What does Heidegger mean by ‘Dasein’?

Sam asked:

Hi, I’m struggling to understand what Heidegger means by ‘Dasein’ and it’s (our) relationship to nothing. What does Heidegger mean by ‘nothing’ in this context?

Answer by Jürgen Lawrenz

I can understand your confusion, because there is no exact English equivalent to ‘Dasein’ and therefore it has to be reconstructed. Nevertheless there is a relatively straightforward way of grasping it.

‘Dasein’ is a conscious (i.e. intentional) form of existence, therefore it pertains in the main to living creatures such as humans. But humans exploit, use, change and consume non-living materials; thereby they bring the latter into the orbit of their own Dasein and confer a dependent Dasein on them. Our consciousness becomes affixed to these appurtenances and compels us to consider them as integral to the concept of Dasein.

For example, a hammer does not have Dasein; it merely exists. But hammers don’t occur naturally, they are made with intention, and so the concept of Dasein must embrace them, not for their sake, but for the sake of conscious creatures. Accordingly Man + Hammer have a common Dasein. Dasein thus identifies the living and the non-living insofar as they form a purposeful and meaningful symbiosis.

Dasein is in that sense a special instance of existence. Beyond this symbiosis, we acknowledge the existence of things that have no intentional being and play no role in Dasein (e.g. stars, galaxies, gravity, electromagnetic radiation, quantum mechanical wavefronts, but also the unworked ore and wood of the hammer, etc.). They are ‘foreign’ to us, not in any way entangled in our actual Dasein.

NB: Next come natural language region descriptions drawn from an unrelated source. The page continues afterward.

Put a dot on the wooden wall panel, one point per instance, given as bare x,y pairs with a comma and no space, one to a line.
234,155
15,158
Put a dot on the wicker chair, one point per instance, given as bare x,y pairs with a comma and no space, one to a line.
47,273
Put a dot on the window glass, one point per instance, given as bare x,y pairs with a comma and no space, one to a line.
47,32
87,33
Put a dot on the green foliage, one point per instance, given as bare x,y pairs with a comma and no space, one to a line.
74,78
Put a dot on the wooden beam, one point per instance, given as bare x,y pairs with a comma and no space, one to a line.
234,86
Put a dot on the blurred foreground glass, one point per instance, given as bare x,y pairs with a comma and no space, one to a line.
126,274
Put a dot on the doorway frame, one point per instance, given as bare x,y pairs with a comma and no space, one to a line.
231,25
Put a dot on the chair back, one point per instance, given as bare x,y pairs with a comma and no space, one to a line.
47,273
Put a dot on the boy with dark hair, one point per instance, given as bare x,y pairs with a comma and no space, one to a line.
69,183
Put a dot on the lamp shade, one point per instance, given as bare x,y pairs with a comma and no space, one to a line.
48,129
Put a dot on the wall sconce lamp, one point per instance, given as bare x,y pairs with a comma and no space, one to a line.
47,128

Nevertheless, being aware of these things can create a sense that in their alienness they still ‘are’, even though they might ‘not be’. They represent a form of existence that is the opposite of meaningful and purposive Dasein, and in their mere existence provoke or evoke a feeling of ‘worried emptiness’ which we can scarcely articulate, because it is indefinite. Heidegger calls such worried states ‘Angst’ and ‘Moodiness’, which is not the fear of some particular thing, but just a fear without a specific object — in short a ‘Nothing’. Such a state can result in torpor, when everything seems to be equally void, vapid and meaningless. For example, you may look at the sky at night and be overcome by the senselessness of such huge, empty, useless Nothingness. Here it is the absence of a connection to your Dasein that brings forth the worry and may induce you to question whether your Dasein is perhaps merely an illusion, in a word, Nothing.

Heidegger is quite specific that we must not understand this in the scientific (empirical) sense. Science can interpret ‘Nothing’ only as a negation. But it is a psychological (or, in his terminology, ‘phenomenological’) state, because this feeling of Nothingness rests on precisely the absence of interpretable (meaningful) phenomena for a sensible creature.

From here we go on to the question of Being, which is the real mystery. But this is a problem for another day. Meanwhile stick to Dasein as ‘conscious existence’ and keep in mind that this consciousness is in the world of facts and things which belong to our collective experiences. Then the word should not hold any terrors for you. And then you can see that the ‘Nichts’ of Heidegger is everything in which consciousness is not directly entangled.